Tradition versus development..musings during a camel ride

Today we are in Jaisalmer, the golden desert town.We are staying inside the fort, built in the 12th century. There are concerns that due to overpopulation and therefore over-use, the fort is gradually sinking. Lonely Planet refuses to recommend any of the hotels inside the fort, encouraging tourists to be environmentally conscious and not contribute to the ongoing decay. As our hotels are prebooked by our driver we are not respecting that advice...of course I feel guilty, but it is pretty impressive sleeping inside of a fort. It feels a little like King Arthur and we are inside one of his gated cities, with a little middle-eastern look!

The Thar desert is between India and Pakistan. e are not far from that country. There is a huge military base at Pokanar, not far from here. We have been told that nuclear tests have been done in the desert near there.

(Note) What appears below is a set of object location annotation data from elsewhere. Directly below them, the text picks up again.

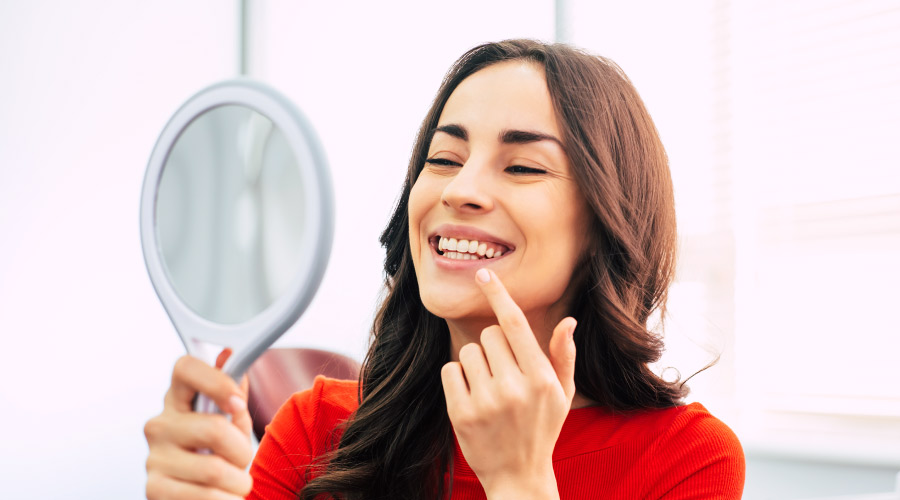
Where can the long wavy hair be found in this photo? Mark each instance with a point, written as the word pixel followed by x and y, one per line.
pixel 399 442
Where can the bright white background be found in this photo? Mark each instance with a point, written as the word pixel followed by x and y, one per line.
pixel 780 119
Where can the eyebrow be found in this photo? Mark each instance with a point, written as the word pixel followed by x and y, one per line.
pixel 506 136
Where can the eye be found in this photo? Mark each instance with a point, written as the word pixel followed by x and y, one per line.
pixel 442 162
pixel 520 170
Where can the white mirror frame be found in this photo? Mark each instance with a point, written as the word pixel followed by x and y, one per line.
pixel 250 338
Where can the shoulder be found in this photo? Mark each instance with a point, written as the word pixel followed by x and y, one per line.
pixel 305 427
pixel 695 451
pixel 693 427
pixel 318 409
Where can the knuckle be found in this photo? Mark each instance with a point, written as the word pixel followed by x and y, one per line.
pixel 153 428
pixel 469 351
pixel 490 334
pixel 246 485
pixel 516 322
pixel 156 488
pixel 210 434
pixel 182 366
pixel 214 471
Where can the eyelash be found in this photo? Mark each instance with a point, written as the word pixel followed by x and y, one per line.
pixel 513 169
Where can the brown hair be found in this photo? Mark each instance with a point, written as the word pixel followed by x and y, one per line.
pixel 399 443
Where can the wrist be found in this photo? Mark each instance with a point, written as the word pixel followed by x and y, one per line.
pixel 540 486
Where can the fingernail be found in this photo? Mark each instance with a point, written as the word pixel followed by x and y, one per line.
pixel 237 404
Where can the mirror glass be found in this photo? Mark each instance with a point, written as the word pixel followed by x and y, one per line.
pixel 229 214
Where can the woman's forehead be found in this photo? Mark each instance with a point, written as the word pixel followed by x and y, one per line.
pixel 507 95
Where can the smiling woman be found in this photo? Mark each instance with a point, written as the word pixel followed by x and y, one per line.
pixel 534 237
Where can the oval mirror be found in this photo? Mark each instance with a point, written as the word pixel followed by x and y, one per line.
pixel 236 220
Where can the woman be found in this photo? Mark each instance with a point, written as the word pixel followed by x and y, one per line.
pixel 538 198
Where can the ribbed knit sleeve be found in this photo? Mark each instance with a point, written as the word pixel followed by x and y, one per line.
pixel 680 453
pixel 301 431
pixel 697 457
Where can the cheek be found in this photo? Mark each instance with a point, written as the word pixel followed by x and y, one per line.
pixel 417 208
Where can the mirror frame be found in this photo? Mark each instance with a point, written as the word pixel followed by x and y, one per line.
pixel 318 225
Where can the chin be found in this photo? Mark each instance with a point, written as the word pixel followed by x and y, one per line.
pixel 459 307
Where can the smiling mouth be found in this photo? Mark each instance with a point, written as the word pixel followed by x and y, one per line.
pixel 462 249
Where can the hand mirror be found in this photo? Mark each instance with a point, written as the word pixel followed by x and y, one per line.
pixel 237 220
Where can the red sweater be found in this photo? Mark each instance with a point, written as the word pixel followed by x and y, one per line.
pixel 676 453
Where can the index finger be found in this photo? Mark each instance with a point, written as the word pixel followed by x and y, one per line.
pixel 511 319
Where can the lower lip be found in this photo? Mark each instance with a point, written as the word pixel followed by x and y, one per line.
pixel 459 264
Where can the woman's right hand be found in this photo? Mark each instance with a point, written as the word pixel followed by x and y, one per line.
pixel 175 469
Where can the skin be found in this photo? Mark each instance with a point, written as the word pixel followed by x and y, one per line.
pixel 521 193
pixel 510 384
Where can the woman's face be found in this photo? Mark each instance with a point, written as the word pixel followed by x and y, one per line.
pixel 497 174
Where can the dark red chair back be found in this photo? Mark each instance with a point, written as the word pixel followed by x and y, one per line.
pixel 278 373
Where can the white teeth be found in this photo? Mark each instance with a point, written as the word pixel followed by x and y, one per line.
pixel 452 248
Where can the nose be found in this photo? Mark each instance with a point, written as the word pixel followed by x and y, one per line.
pixel 469 190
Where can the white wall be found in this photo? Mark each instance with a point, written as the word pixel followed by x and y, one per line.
pixel 85 89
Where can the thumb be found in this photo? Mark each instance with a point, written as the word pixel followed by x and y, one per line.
pixel 240 414
pixel 562 355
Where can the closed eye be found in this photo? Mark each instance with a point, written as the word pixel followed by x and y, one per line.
pixel 443 162
pixel 520 170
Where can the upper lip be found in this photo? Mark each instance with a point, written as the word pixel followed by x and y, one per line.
pixel 467 232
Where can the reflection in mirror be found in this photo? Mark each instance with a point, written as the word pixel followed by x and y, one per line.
pixel 229 214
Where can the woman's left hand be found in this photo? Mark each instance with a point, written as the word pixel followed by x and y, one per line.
pixel 507 400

Yesterday we lived the real tourist experience. Our desert escapade was lots of fun. We rode camels over the scrub and dunes to watch a beautiful sunset. We met troupes of goats, cows  and sheep in the desert, gathering at a local watering hole. Many of these animals are herded by children.....they work to support their families, not going to school in many areas, especially rural ones, and the government is hard-pressed to do anything about it as if these children did not work, they could end up begging on the streets. In Khuri, the desert village where we ate and met our respective camels, there is a school and our camel man/boy, told us they attend from 10am until mid afternoon and then they help with the camels.

Riding on a camel is no easy task. Getting your balance and then feeling safe as the camel walks or trots over the dunes required some getting used to. The hardest part is when they lie down, back legs first (camel man says to lean back) and then front legs (camel man says to lean forward). Each time I thought I would fall off. But we saw locals galloping over the desert on their steeds, so I guess you eventually get used to the feeling. My camel kept kicking himself, probably to bat at the flies, but each time he did so I got a good shake and had to steady myself so as not to fall off. Pierre's camel whose name was Disco, was much calmer and did not give him such a rough ride.

After a delicious meal, complete with Rajastani music and dance, we escorted again out into the desert on a camel cart and spent the night sleeping under the stars. Beds were set up for us, complete with dusty old blankets. The stars and moon were incredible. Of course, this is all done for the tourists, and the local camel owners have become wealthy catering to those who wish to have a desert experience.

The villages are clusters of little adobe huts with thatch roofs, or flat roofed square houses built with local- made bricks or stone. Once again they remind me of pictures in bible-story books. But the paradox is the camel man talking on his cell phone as we sleep in the desert, the sound of jeeps in the distance, and most of all, the miles and miles of windmills we could see in the distance. One cannot help reflect on the effect development and the arrival of outside influence has had on the lives of the people here.